FISHING skipper Ramon Martinez and the Spanish owners of his UK-registered vessel, the Greenwich, have been fined a total of £45,000 at Dingwall Sheriff Court for "massive" overfishing of shark quota.
The fines were for admitted overfishing of two species that are at risk - siki sharks, commonly called Portuguese dogfish, and leafscale gulper sharks.
It was stated in court, that Britain had to give the Spanish Government 60 tonnes of this year's valuable West of Scotland (Area 6) monkfish quota as compensation for Spain's loss of deep-sea sharks because so much siki and leafscale gulper sharks were taken by the Greenwich.
But any special compensation deal was denied tonight by Defra, the UK fisheries department.
However, in court, defence agent and Aberdeen solicitor Dennis Yule, said it was skipper Martinez's honesty in accurately recording his catches in the Greenwich's log sheets that resulted in the prosecution.
"The Crown's position is that this is not simply a breach of regulations, it is more a serious environmental crime," said the procurator fiscal, Roderick Urquhart, explaining the case against Martinez and the Greenwich's owners, the Falmouth-based company Sealskill.
The court was told that following investigation of the Greenwich's catch by fishery officers at Ullapool on December 14 last year and subsequent examination of log sheets which had previously been submitted to Defra, it was found that the Greenwich had caught twelve times the total UK quota in area 12 for that year and 1,200 times the 100 kilogram by-catch the Greenwich was allowed to take in area 12 on each fishing trip.
Tonight, Defra defended their role in the issue:.
A spokeswoman said:
"Defra officials immediately acted to close the fishery as soon the UK overfish was identified and asked colleagues to instigate enforcement action against vessels overfishing the UK quota at the same time.
" Officials were able to cover the overfish at the end of 2005 from quota which was not going to be utilised by other UK fishermen.

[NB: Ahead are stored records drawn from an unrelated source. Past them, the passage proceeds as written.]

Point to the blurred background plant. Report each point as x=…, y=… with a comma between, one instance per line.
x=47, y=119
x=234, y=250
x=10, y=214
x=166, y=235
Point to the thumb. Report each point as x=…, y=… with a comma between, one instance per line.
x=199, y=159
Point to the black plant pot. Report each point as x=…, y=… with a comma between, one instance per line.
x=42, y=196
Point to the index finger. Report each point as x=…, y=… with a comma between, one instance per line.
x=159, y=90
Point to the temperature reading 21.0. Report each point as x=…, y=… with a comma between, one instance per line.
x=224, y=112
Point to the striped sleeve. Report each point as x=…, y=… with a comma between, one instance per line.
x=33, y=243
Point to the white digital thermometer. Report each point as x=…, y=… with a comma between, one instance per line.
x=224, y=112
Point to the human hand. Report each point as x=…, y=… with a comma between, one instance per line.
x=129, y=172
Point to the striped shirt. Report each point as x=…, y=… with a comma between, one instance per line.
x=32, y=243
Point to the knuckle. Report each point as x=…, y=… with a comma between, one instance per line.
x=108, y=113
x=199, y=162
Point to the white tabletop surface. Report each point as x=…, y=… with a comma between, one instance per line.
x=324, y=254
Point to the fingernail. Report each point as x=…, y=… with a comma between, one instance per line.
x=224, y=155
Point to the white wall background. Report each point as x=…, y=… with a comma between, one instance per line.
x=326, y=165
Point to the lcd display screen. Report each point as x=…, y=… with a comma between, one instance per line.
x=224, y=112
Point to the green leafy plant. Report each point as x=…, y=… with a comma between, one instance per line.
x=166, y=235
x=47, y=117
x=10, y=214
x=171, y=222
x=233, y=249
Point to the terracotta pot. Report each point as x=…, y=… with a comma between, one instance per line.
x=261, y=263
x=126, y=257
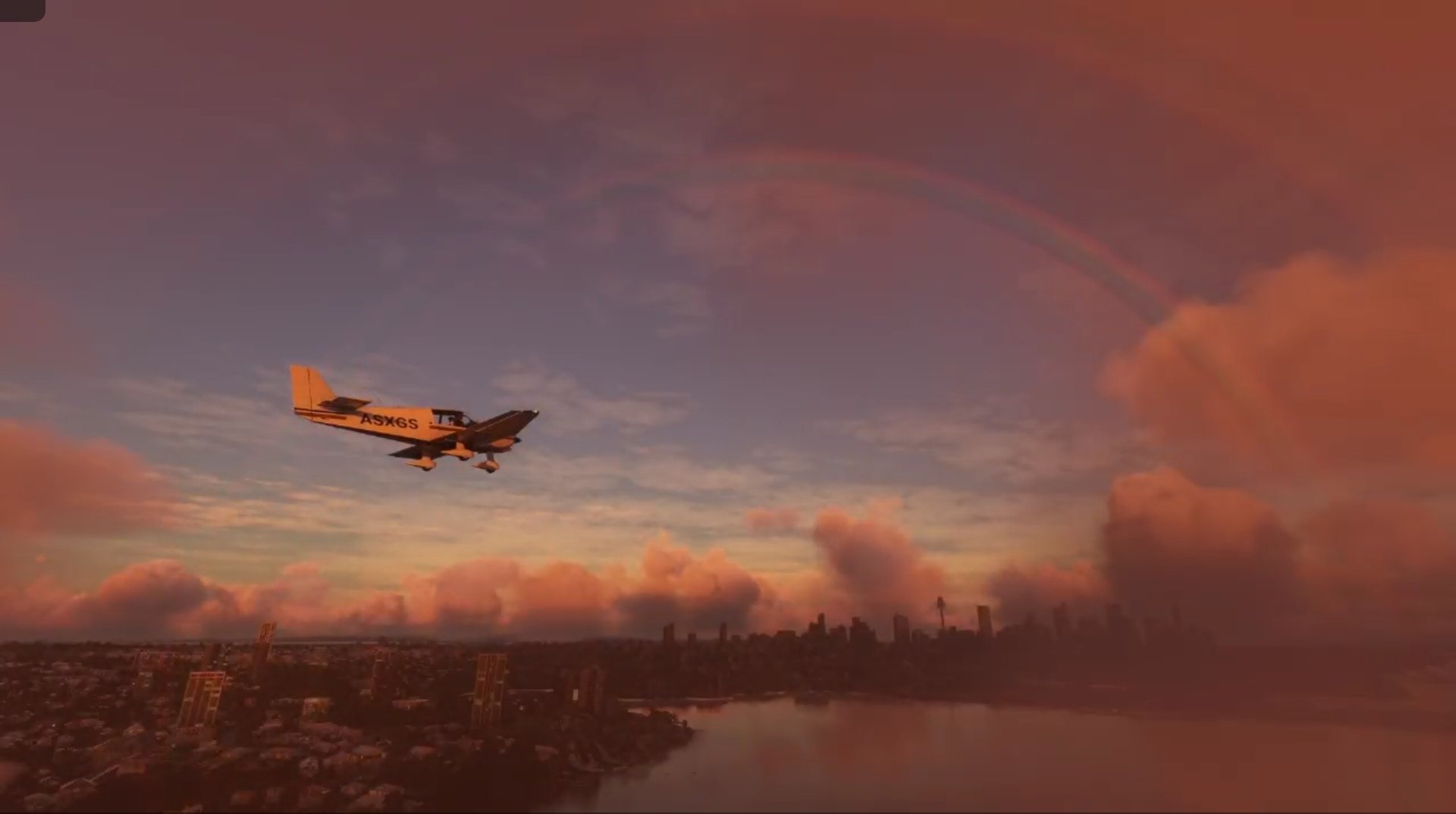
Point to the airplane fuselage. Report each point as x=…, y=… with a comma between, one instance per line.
x=428, y=431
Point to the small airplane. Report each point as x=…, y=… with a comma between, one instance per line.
x=428, y=431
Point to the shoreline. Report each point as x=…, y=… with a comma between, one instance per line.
x=1408, y=720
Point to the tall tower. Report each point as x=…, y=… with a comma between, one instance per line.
x=983, y=622
x=261, y=648
x=204, y=692
x=490, y=690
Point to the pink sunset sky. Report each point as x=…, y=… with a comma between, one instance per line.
x=827, y=306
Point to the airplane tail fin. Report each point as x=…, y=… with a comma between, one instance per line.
x=309, y=389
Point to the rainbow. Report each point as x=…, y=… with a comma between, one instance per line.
x=1130, y=286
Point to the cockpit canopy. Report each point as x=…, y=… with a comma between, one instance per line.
x=452, y=418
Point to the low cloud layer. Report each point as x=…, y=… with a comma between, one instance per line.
x=55, y=485
x=1353, y=571
x=1318, y=368
x=870, y=568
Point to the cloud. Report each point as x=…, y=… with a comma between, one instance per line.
x=875, y=565
x=1219, y=554
x=1036, y=587
x=1315, y=368
x=1354, y=570
x=494, y=596
x=774, y=518
x=576, y=408
x=55, y=485
x=998, y=442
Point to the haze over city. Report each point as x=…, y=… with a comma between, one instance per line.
x=827, y=308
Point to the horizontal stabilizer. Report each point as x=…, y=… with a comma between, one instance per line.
x=344, y=402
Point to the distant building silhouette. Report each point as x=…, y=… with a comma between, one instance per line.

"Fishing trips by some UK registered Spanish owned vessels can last 2-3 months, occasionally if a vessel has been fishing for a prolonged period we may not receive details of its catch until after it has landed.
"The UK has not compensated the Spanish for the overfish.Defra
officials undertook a straightforward transfer of quota at the end of the year which was a swap with Spain, the UK received shark XII quota from Spain and in return Spain received UK anglerfish (monkfish) quota to reduce their 2005 overfish of Area VII anglerfish."